K is for Killer Page 84


From the corridor I heard footsteps and the murmur of male voices. Cheney appeared in the doorway, leaning against the frame. "Ah. You're back. You want to see Danielle?"

I sat up. "Is she awake?"

"Not really. They just brought her down from surgery. She's still groggy, but she's been admitted to ICU. I told the charge nurse you're a vice detective and need to identify a witness."

I pressed my fingers against my eyes and rubbed my face. I ran my hands through my hair, realizing that for once-because of Danielle's cutting skills-every strand wasn't standing straight up on end. I gathered my resources and let out a big breath, willing myself back to wakefulness. I pushed myself to my feet and brushed some of the wrinkles out of my turtleneck. One thing about casual dressing, you always look about the same. Even sleeping in a pair of blue jeans doesn't have much effect. From the corridor, we used the house phone to call into the ICU nurses' station. Cheney handled the formalities and got us both buzzed in.

"Am I supposed to have a badge?" I murmured to him as we moved down the corridor.

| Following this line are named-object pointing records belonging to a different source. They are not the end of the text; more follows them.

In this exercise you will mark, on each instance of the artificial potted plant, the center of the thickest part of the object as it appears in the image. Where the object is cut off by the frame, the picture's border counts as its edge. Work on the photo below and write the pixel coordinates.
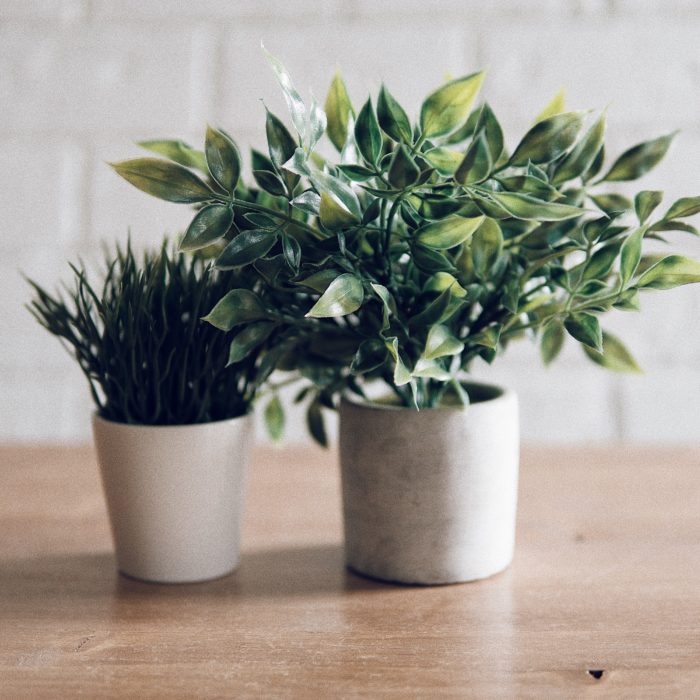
(172, 424)
(426, 247)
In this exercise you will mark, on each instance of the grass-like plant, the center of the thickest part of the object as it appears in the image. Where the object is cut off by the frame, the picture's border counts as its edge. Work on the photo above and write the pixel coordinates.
(141, 343)
(427, 244)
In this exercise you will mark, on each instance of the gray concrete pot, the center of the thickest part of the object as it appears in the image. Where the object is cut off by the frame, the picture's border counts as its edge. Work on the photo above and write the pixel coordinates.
(175, 496)
(430, 496)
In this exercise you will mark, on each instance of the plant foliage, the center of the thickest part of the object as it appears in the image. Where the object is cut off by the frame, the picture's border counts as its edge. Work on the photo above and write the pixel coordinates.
(141, 343)
(426, 245)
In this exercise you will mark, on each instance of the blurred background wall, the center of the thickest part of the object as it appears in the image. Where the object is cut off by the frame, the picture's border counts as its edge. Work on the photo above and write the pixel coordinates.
(81, 80)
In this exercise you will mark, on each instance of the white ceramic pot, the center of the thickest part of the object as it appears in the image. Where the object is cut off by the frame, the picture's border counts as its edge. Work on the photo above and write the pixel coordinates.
(175, 496)
(430, 496)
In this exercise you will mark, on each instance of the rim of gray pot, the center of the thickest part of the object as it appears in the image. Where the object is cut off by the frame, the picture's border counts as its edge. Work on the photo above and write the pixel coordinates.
(492, 394)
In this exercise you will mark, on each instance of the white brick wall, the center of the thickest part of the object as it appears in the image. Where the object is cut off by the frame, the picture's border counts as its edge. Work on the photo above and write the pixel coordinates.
(80, 80)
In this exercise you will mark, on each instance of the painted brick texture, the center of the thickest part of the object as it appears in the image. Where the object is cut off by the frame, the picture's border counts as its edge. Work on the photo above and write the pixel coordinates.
(81, 80)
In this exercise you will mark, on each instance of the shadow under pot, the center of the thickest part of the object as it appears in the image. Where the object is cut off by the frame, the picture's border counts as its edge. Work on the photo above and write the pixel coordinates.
(175, 496)
(429, 496)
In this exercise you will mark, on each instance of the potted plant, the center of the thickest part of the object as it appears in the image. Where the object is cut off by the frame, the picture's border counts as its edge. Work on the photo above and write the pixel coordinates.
(172, 424)
(425, 247)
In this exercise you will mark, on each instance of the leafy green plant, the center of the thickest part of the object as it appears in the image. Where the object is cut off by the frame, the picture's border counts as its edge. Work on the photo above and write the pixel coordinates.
(140, 341)
(426, 244)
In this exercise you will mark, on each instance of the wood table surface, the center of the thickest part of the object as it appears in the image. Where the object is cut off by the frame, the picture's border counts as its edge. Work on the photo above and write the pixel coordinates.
(602, 599)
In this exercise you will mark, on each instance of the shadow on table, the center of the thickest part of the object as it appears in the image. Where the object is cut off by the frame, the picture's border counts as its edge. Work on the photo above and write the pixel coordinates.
(292, 571)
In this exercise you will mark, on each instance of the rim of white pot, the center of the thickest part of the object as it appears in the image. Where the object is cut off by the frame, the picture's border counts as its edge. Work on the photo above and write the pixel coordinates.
(499, 394)
(97, 418)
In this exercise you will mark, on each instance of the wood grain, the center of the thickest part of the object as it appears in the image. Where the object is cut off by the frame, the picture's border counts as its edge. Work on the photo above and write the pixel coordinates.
(606, 577)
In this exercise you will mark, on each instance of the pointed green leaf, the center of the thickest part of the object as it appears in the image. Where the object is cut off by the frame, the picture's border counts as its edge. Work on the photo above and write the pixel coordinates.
(447, 233)
(585, 328)
(548, 139)
(441, 343)
(403, 172)
(639, 159)
(164, 180)
(245, 248)
(274, 418)
(368, 136)
(343, 296)
(295, 104)
(338, 107)
(223, 159)
(236, 307)
(522, 206)
(687, 206)
(645, 202)
(210, 223)
(614, 356)
(671, 271)
(486, 245)
(402, 375)
(179, 152)
(446, 108)
(392, 118)
(552, 341)
(476, 164)
(631, 255)
(581, 157)
(249, 339)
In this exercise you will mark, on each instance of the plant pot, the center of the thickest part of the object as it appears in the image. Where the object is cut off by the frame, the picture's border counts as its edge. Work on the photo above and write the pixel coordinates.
(429, 496)
(175, 496)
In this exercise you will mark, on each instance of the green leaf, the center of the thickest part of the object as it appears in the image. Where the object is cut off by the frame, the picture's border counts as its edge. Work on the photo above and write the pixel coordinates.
(523, 206)
(343, 296)
(614, 356)
(447, 233)
(179, 152)
(441, 343)
(687, 206)
(246, 248)
(210, 223)
(295, 104)
(388, 303)
(548, 139)
(280, 143)
(368, 136)
(612, 203)
(631, 255)
(552, 341)
(430, 369)
(585, 328)
(477, 163)
(669, 272)
(274, 418)
(392, 118)
(443, 160)
(578, 161)
(223, 159)
(446, 108)
(402, 375)
(248, 339)
(315, 423)
(555, 106)
(403, 172)
(486, 245)
(338, 107)
(601, 262)
(236, 307)
(645, 202)
(334, 216)
(164, 180)
(639, 159)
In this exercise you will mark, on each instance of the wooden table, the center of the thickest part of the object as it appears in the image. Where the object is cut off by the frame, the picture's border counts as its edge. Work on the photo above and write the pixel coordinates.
(603, 598)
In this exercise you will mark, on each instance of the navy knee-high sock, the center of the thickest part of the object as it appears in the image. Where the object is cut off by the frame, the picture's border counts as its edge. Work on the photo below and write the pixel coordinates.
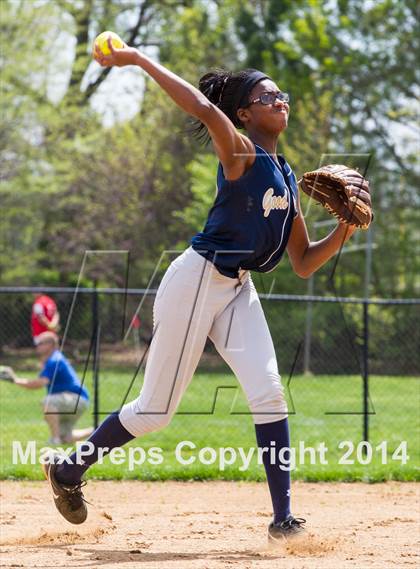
(276, 435)
(110, 434)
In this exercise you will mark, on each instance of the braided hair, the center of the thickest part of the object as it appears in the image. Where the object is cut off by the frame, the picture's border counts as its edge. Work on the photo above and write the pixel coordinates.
(225, 89)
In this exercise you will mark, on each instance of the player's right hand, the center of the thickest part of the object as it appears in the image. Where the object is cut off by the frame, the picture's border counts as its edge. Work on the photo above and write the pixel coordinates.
(118, 57)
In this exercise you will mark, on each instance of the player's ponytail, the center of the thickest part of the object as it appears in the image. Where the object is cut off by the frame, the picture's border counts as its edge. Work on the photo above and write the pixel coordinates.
(224, 89)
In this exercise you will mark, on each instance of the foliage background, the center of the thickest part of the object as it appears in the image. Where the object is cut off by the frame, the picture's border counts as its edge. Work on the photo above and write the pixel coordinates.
(102, 159)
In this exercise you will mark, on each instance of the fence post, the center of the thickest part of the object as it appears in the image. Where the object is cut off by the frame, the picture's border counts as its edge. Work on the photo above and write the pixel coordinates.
(96, 335)
(365, 370)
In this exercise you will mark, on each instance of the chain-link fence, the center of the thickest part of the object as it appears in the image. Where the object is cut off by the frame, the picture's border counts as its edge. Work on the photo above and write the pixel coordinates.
(350, 367)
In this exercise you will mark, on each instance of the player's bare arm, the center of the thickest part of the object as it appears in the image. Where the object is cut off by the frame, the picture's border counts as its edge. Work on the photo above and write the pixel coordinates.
(235, 151)
(31, 383)
(308, 256)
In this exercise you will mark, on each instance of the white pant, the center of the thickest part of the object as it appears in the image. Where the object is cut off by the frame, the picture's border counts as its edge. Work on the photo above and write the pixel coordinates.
(193, 302)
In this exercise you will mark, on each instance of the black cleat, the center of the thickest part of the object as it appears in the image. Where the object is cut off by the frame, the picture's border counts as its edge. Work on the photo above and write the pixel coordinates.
(290, 527)
(68, 499)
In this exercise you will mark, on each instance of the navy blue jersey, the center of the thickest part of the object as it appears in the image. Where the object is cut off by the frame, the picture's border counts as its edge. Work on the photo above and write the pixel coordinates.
(250, 222)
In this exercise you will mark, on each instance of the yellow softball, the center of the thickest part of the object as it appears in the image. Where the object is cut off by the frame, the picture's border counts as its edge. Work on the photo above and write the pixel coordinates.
(102, 42)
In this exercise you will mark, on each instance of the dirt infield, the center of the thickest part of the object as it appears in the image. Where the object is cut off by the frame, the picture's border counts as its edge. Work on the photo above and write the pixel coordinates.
(211, 525)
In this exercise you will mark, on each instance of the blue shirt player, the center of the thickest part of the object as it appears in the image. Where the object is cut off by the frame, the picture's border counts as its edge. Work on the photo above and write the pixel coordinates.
(66, 398)
(207, 292)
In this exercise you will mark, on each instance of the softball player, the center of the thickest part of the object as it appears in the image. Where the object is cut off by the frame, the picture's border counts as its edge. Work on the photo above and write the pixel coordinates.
(208, 291)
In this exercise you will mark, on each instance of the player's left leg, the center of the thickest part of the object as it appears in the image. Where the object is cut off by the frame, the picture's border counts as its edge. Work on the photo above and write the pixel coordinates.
(242, 337)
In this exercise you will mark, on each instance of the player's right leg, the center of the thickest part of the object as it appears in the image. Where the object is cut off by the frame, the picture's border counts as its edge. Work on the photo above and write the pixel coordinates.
(186, 303)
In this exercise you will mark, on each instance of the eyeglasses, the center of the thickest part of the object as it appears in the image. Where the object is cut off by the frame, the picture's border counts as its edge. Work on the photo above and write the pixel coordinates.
(268, 98)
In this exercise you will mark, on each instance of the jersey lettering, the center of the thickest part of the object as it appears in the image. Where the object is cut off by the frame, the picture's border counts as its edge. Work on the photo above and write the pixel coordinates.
(271, 202)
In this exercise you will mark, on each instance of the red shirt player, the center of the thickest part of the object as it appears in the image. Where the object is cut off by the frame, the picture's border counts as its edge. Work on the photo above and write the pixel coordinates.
(45, 316)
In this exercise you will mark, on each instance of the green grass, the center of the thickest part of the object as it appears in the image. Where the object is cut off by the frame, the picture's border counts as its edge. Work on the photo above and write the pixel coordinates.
(394, 400)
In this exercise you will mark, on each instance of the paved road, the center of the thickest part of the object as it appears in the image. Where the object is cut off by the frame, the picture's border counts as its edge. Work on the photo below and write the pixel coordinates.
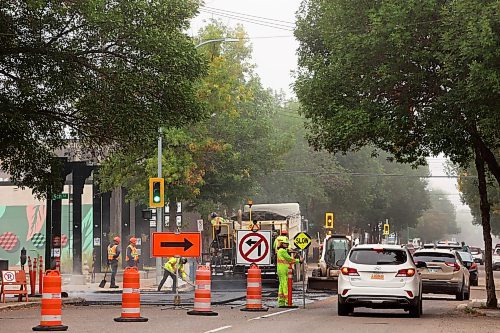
(321, 316)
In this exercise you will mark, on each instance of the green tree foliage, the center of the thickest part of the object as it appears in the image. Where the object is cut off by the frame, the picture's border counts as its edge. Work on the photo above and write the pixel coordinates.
(413, 78)
(105, 73)
(211, 164)
(361, 188)
(438, 221)
(467, 185)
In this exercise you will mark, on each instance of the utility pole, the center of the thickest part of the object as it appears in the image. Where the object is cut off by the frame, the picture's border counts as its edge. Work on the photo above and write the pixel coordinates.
(159, 210)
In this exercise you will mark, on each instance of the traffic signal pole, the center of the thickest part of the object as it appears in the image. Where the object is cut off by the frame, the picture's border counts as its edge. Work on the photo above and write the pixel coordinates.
(159, 210)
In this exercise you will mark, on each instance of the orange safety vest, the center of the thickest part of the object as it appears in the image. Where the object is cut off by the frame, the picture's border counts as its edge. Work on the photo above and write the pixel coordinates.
(133, 253)
(112, 251)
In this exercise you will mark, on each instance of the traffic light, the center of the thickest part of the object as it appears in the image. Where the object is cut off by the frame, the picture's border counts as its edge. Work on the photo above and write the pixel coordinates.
(156, 192)
(329, 218)
(386, 229)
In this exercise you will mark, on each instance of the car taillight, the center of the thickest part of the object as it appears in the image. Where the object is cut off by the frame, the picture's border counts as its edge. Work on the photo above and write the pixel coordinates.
(456, 267)
(406, 272)
(349, 271)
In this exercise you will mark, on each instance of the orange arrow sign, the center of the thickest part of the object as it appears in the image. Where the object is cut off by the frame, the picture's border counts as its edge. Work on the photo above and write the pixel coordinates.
(169, 244)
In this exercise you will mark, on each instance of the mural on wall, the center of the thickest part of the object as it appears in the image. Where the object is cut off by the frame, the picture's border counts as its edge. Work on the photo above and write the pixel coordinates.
(24, 226)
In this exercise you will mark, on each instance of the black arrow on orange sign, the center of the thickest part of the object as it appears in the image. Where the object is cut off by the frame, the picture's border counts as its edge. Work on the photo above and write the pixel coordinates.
(186, 244)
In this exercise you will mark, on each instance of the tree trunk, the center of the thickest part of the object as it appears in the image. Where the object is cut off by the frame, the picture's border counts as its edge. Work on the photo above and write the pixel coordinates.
(486, 154)
(485, 221)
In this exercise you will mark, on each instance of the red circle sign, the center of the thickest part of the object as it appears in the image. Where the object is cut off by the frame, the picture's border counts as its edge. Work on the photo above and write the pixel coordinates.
(253, 246)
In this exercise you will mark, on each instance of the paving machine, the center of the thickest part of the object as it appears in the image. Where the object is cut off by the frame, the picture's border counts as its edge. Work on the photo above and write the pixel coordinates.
(226, 272)
(334, 252)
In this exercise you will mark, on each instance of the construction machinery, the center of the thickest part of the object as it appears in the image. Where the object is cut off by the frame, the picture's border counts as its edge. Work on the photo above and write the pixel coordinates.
(226, 272)
(334, 252)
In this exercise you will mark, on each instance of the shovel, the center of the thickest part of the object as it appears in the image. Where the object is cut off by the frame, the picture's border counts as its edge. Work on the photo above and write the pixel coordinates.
(103, 282)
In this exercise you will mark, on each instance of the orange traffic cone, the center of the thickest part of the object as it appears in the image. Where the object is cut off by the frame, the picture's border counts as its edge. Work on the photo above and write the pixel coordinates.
(131, 297)
(254, 290)
(202, 293)
(51, 303)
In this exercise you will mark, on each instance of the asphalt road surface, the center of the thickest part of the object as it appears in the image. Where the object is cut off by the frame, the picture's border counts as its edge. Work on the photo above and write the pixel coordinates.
(440, 315)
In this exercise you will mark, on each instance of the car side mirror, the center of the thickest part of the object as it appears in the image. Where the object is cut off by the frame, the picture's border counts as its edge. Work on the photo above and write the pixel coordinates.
(421, 264)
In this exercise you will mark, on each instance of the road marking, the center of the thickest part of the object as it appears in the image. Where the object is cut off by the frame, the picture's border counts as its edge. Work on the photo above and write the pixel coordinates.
(272, 314)
(218, 329)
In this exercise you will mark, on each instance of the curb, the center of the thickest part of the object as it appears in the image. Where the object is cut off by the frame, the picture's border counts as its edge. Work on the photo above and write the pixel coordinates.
(26, 305)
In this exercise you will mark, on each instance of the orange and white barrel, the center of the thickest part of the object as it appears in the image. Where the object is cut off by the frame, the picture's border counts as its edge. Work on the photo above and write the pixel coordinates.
(202, 293)
(131, 297)
(254, 289)
(51, 303)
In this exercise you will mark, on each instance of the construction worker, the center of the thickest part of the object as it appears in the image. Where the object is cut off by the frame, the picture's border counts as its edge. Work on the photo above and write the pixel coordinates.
(283, 261)
(171, 268)
(283, 237)
(132, 256)
(113, 255)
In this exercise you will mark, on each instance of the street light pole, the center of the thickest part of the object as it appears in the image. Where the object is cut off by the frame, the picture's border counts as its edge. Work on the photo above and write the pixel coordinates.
(159, 210)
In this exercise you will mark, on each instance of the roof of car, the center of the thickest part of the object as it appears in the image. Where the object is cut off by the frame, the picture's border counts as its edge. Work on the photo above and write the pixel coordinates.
(450, 250)
(378, 246)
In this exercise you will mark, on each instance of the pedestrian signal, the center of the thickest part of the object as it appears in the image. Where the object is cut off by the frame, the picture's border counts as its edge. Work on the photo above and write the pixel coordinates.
(156, 192)
(329, 220)
(386, 229)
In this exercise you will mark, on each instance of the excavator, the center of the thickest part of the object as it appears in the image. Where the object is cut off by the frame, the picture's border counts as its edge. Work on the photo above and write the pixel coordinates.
(334, 252)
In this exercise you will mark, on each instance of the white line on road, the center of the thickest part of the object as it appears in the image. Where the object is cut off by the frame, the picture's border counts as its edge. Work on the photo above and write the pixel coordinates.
(272, 314)
(218, 329)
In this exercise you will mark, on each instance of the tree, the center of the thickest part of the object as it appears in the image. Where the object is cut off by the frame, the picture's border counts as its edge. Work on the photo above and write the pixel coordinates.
(104, 73)
(414, 78)
(361, 188)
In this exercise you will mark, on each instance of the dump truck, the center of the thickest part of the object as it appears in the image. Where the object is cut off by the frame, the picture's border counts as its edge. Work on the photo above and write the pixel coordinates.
(226, 271)
(334, 252)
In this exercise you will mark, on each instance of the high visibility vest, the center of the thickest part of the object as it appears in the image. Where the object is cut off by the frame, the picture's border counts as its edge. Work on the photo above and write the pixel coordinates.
(284, 259)
(278, 241)
(173, 265)
(112, 251)
(133, 253)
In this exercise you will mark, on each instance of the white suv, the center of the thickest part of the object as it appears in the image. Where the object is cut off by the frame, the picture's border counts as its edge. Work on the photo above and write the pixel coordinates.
(380, 276)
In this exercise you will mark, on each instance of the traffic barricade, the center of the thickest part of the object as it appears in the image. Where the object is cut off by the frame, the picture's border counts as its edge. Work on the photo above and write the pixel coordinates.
(202, 293)
(254, 290)
(51, 310)
(131, 297)
(14, 278)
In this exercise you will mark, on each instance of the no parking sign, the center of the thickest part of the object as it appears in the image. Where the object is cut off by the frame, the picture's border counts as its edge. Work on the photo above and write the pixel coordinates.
(253, 247)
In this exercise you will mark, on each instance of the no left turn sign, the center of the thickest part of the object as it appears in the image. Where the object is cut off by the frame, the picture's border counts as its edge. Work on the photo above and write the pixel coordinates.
(253, 247)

"Don't worry about it. I told 'em you're working undercover as a bag lady."

I gave him a little push.

We waited outside Danielle's room, watching through the glass window while a nurse checked her blood pressure and adjusted the drip on her IV. Like the layout in the cardiac care unit, these rooms formed a U shape around the nurses' station, patients clearly visible for constant monitoring. Cheney had chatted with the doctor, and he conveyed the gist of her current situation. "He took her spleen out. Orthopedic surgeon did most of the work, as it turns out. Set her jaw, set her collarbone, taped her ribs. She had two broken fingers, a lot of bruising. She should be all right, but it's going to take a while. The cut on her scalp turned out to be the least of it. Mild concussion, lots of blood. I've done that myself. Bang your head on the medicine cabinet, it looks like you're bleeding to death."

The nurse straightened Danielle's covers and came out of the room. "Two minutes," she said, lifted fingers forming a V.

We stood side by side, in silence, looking down at her like parents taking in the sight of a newborn baby. Hard to believe she belonged to us. She was nearly unrecognizable: her eyes blackened, jaw puffy, her nose packed and taped. One splinted hand lay outside the covers. All of her bright red acrylic nails had popped off or broken, and it made her poor swollen fingers look bloody at the tips. The rest of her was scarcely more than a child-size mound. She was drifting in and out, never sufficiently alert to be aware of us. She seemed diminished by machinery, but there was something reassuring about all the personnel and equipment. As battered as she was, this was where she needed to be.

Leaving ICU, Cheney put his arm around my shoulders. "You okay?"

I leaned my head against him briefly. "I'm fine. How about you?"

"Doing okay," he said. He pressed the down arrow for the elevator. "I had the doctor leave orders. They won't give out any information about her condition, and no one gets in."

"You think the guy would come back?"

"It looks like he tried to kill her once. Who knows how serious he is about finishing the job?"

"I feel guilty. Like this is somehow connected to Lorna's death," I said.

"You want to fill me in?"

"On what?" The elevators opened. We stepped in and Cheney pressed 1. We began to descend.

"The piece you haven't told me. You're holding something back, are you not?" His tone was light, but his gaze was intent.

"I guess I am," I said. I gave a quick sketch of my conversation in the limousine with the Los Angeles attorney and his sidekicks. As we emerged from the elevator, I said, "You have any idea who the guy could be? He said he represented someone else, but he might have been talking about himself."

"I can ask around. I know those guys come up here for R and R. Give me the phone number and I'll check it out."

"I'd rather not," I said. "The less I know, the better. Are they running prostitutes up here?"

"Maybe something minor. Nothing big time. They probably control local action, but that may not mean much more than skimming off the profits. Leave the nuts and bolts to the guys under them."

Cheney had parked on a side street closer to the front entrance than the emergency room. We reached the lobby. The gift shop and the coffee shop were both closed, shadowy interiors visible through plate-glass windows. At the main desk, a man was engaged in an agitated conversation with the patient information clerk. Cheney's manner underwent a change, his posture shifting into cop mode. His expression became implacable, and his walk took on a hint of swagger. In one smooth motion he'd flipped his badge toward the clerk, his gaze pinned on the fellow giving her such grief. "Hello, Lester. You want to step over here? We can have a chat," he said.